One of Converge's lesser known influences is Icon. Although it's a relatively obscure language itself, a surprising number of people have heard of Icon's direct predecessor SNOBOL. I first heard of Icon through Tim Peters and Python, where Icon was the inspiration for Python's generator feature (basically procedures that whose execution can be resumed to produce multiple values). However Icon has a much richer, and definitely unique, approach to expression evaluation than any other imperative programming language. When I started working on Converge, I decided to go back to the source, and see how much of Icon's unique approach I could incorporate into Converge.

This article is a personal look back at Icon's influence on Converge, and the successes and failures resulting from that influence. It's quite probable that much of it reflects my slightly superficial understanding of Icon - apart from its innovative approach to expression evaluation, much of the language has an old fashioned feel to it, sometimes appearing like a dynamically typed version of Pascal, and this prevented me from ever wanting to write anything large in it. This isn't a criticism of Icon as such - it was ahead of its time in many ways - but is merely an observation that modern programmers expect something slightly different from their programming languages. Hopefully, even with the above caveat, this article contains something of value to those interested in programming languages.

Why is Icon interesting

In a nutshell, Icon is interesting due to what it calls goal-directed evaluation. This is an evaluation mechanism which gives to an imperative programming language some of the flexibility more often associated with languages like Prolog, such as a limited form of backtracking. It is built around the concepts of success and failure, and generators (see the Converge documentation for more details). Expressions can succeed or fail; if they succeed, they produce a value; if they fail, they do not produce a value and transmit failure to their containing scope. Generators are functions which can produce more than one value.

Icon's syntax is derived from Algol, so the following complete program prints 1 to 9 inclusive:

procedure upto(x)
  i := 0
  while i < x do {
    suspend i
    i := i + 1
  }
end

procedure main()
  every x := upto(10) do write(x)
end
Most of this is probably reasonably intuitive, apart from the every and suspend keywords. every can be considered to be equivalent to the typical understanding of a for statement (indeed, in Converge, the same construct is called for). suspend is equivalent to yield in Python or Converge, returning a value, but allowing the procedure calls execution to be resumed directly after the suspend statement.

Failure and if: a beautiful combination

If I had to pick one thing from Icon that I would not be without in Converge, it would be the concept of failure in if statements. There is something beautiful about saying if this function succeeded, assign the value to this variable and then do xyz. This idiom is used to build a very useful convention that is present throughout Converge's libraries.
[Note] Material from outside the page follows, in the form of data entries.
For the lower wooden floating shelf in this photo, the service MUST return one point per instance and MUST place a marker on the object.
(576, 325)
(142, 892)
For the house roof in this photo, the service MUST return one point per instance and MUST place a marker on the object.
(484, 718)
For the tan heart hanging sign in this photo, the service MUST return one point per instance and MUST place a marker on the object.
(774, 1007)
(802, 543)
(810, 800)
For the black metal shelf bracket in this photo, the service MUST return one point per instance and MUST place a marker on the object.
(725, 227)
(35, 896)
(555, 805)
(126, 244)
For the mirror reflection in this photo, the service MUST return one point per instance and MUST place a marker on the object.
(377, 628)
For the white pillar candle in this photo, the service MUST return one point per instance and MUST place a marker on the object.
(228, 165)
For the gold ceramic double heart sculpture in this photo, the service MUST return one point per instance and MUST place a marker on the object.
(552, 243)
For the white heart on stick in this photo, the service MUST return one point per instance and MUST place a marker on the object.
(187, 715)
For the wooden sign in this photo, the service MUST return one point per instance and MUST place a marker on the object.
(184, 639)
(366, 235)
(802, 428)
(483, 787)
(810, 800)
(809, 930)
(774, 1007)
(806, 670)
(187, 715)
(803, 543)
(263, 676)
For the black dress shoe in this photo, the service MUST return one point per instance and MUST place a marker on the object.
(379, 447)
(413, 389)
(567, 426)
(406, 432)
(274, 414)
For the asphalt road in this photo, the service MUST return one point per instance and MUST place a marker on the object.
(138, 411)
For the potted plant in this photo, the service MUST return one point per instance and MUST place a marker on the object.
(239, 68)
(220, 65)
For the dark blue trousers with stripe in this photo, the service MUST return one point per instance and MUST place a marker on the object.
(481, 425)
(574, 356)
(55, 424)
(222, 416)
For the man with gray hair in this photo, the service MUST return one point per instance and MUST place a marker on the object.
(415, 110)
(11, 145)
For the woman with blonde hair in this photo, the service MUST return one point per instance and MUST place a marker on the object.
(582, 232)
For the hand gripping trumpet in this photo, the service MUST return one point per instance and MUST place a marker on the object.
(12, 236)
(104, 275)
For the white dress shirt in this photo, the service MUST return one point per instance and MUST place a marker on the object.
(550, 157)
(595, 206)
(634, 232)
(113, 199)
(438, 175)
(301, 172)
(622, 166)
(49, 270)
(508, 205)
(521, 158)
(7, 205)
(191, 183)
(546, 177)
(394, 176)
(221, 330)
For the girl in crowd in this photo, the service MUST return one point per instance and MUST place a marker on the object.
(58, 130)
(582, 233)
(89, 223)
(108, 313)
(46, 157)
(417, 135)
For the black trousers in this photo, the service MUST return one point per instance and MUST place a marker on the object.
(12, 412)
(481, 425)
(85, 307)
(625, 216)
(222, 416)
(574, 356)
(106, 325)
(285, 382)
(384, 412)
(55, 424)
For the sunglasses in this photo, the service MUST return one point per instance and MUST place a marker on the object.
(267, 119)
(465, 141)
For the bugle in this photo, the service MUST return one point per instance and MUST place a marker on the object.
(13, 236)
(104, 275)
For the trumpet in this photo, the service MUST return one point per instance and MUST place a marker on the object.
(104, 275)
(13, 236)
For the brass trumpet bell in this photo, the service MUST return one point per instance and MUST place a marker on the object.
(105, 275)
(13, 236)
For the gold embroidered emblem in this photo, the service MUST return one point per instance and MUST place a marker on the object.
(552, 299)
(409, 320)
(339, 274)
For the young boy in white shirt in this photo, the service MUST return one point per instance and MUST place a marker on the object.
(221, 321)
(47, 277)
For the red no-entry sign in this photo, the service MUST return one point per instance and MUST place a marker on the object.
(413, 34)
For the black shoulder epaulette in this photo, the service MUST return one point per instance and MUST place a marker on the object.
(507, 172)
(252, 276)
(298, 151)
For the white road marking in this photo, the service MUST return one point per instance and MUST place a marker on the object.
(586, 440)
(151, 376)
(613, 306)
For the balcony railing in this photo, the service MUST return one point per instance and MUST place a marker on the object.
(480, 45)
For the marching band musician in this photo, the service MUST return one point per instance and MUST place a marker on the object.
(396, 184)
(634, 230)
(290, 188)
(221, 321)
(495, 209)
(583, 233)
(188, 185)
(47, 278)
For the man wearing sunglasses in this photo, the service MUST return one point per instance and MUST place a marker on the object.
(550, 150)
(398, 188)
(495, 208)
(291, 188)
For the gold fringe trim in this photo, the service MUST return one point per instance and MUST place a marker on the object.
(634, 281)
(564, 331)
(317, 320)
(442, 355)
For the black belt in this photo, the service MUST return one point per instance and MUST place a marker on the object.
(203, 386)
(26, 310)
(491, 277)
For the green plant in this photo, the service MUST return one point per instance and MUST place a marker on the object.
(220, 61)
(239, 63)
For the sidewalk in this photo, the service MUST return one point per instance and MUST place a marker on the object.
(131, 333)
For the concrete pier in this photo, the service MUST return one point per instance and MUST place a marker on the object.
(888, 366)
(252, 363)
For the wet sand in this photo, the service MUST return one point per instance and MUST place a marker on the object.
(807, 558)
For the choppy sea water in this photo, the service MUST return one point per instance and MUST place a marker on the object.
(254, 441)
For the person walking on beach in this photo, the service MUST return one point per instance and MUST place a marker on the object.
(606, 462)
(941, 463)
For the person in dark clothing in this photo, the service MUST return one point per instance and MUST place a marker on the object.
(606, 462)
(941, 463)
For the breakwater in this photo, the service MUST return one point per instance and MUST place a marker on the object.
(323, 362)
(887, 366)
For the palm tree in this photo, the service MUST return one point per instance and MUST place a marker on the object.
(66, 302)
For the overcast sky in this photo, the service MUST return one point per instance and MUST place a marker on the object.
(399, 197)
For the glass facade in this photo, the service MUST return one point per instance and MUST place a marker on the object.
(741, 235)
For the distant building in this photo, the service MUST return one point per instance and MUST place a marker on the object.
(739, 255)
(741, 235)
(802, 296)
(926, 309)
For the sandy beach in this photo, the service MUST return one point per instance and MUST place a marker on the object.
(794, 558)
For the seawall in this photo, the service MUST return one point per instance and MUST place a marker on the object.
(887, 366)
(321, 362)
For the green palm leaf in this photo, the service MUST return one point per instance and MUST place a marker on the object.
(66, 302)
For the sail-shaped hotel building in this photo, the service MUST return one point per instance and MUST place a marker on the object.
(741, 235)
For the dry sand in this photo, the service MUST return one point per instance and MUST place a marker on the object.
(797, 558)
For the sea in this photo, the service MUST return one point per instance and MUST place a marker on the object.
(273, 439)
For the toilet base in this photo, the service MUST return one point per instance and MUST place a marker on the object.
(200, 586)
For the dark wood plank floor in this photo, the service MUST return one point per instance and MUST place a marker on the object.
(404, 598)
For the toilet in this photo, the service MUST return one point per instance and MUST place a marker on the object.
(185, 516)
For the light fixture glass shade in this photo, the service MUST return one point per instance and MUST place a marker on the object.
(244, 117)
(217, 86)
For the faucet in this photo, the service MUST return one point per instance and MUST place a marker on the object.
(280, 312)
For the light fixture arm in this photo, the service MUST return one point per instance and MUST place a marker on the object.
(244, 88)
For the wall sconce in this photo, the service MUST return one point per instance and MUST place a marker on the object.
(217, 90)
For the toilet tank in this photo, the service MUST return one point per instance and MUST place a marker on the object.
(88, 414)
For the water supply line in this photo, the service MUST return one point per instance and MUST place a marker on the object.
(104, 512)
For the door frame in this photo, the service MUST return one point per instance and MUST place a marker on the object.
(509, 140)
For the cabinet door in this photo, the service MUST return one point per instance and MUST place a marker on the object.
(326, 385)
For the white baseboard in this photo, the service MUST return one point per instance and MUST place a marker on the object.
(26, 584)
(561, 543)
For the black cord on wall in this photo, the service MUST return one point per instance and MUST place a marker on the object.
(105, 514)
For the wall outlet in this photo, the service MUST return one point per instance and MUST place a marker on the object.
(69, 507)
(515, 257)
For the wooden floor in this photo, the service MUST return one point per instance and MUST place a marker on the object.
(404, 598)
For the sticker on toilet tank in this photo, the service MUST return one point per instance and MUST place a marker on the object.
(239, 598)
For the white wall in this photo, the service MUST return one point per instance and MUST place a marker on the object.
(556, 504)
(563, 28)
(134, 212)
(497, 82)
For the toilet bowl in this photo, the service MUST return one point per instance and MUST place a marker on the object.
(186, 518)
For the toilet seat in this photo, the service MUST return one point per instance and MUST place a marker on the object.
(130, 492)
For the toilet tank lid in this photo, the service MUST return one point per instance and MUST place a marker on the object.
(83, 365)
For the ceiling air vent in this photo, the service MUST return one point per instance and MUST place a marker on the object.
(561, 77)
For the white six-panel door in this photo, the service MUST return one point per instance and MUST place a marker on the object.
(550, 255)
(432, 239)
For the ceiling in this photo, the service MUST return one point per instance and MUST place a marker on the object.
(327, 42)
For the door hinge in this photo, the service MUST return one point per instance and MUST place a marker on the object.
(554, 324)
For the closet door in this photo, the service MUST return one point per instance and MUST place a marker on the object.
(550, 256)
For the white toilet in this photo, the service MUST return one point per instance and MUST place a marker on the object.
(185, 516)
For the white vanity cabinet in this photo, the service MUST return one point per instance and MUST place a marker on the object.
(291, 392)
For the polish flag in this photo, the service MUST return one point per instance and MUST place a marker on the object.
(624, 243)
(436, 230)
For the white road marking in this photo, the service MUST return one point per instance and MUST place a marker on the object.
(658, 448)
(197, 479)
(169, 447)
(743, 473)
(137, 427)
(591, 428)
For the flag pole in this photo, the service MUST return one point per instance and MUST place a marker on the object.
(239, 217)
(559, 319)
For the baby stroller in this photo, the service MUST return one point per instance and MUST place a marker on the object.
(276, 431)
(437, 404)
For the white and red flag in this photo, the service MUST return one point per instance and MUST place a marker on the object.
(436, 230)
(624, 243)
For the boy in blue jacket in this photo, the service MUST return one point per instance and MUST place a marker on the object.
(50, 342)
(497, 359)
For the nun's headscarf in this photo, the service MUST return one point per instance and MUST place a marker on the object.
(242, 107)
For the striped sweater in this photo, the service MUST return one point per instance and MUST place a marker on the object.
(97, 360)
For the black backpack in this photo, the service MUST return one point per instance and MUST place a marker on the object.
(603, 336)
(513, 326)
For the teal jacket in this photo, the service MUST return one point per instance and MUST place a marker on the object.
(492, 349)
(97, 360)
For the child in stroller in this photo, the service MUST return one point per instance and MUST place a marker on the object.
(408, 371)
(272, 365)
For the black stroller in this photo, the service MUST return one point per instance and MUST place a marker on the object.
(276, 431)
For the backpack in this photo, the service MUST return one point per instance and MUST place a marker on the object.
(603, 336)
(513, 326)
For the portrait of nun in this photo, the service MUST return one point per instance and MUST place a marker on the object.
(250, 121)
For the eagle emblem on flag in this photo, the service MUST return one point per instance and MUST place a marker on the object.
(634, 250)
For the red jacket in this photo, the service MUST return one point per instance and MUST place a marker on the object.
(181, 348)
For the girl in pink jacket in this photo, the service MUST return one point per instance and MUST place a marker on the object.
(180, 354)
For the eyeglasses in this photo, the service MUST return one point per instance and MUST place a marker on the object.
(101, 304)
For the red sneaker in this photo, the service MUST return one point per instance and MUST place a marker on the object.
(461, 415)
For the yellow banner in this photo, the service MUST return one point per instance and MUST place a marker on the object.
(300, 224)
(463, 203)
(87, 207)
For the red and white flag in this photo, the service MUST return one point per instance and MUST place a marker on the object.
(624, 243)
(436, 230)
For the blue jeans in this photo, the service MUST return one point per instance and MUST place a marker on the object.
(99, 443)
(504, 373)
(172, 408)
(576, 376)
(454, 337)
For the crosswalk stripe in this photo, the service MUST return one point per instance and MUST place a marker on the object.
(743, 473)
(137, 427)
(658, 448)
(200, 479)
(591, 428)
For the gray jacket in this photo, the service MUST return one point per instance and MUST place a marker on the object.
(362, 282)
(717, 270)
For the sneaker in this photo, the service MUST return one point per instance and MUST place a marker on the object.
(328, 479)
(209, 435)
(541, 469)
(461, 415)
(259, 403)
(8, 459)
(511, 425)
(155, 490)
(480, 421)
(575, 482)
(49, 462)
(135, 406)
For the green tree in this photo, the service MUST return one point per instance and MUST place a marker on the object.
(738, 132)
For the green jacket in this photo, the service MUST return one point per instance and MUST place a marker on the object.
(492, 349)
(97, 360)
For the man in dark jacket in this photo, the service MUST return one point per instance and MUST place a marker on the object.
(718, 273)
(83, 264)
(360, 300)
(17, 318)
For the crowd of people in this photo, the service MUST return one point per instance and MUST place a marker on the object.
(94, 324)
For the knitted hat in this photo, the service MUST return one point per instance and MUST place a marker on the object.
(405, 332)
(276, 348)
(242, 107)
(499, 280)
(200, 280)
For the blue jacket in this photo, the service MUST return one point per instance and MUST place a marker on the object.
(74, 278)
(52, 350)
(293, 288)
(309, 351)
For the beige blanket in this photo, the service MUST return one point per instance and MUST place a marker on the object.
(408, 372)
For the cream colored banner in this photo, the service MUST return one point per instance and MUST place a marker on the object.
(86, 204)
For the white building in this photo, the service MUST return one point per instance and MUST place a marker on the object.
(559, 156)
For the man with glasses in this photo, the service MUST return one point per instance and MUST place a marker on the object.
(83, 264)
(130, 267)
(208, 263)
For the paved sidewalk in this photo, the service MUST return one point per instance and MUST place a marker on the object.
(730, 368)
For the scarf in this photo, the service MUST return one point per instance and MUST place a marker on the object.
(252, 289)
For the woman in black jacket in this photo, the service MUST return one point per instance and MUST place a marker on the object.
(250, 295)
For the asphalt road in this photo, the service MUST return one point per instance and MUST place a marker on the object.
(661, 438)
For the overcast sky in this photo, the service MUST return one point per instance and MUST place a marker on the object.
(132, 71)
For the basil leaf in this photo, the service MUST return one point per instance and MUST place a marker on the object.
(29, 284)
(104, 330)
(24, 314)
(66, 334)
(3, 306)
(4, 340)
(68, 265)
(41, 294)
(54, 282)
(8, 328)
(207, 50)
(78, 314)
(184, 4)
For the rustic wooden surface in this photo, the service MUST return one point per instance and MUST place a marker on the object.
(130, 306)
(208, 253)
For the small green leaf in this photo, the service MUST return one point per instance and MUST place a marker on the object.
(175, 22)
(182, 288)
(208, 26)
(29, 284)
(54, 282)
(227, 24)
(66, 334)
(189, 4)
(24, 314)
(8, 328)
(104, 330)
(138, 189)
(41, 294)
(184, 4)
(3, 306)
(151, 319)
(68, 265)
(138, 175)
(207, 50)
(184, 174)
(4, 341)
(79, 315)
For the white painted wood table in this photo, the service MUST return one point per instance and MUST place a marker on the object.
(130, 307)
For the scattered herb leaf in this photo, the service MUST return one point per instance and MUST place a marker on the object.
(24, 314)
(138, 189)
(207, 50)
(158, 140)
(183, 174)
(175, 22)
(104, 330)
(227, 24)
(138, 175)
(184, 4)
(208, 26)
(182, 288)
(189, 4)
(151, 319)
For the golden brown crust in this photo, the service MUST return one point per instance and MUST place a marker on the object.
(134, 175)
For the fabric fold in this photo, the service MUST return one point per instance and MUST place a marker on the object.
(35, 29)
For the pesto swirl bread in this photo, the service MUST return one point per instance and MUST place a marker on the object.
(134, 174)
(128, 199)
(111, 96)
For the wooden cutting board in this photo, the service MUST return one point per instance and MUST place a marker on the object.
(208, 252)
As in most languages, container items such as dictionaries have a get function which returns the value associated with a certain key; geting a key which doesn't exist generates an error. There is a very common variation on this use case, which is to check whether a dictionary has a certain key, and if it does to do something with its value; otherwise a different code path is taken. In most languages this idiom is expressed roughly as follows:
d := Dict{"a" : 2, "b" : 8}
if d.has_key("a"):
  Sys::println(d["a"])
Not only is the double lookup of a an eyesore, and a maintenance accident waiting to happen, but it can be a significant overhead in tight loops. In Python (and probably other languages), it's common to see the following idiom:
d := {"a" : 2, "b" : 8}
try:
  v = d.has_key("a")
  print v
except KeyError:
  pass
This idiom makes use of the fact that it's nearly always quicker to catch an exception if a key isn't found than to perform two lookups. In my opinion, this idiom is far from pleasant, for reasons that I'm sure most readers will intuitively understand.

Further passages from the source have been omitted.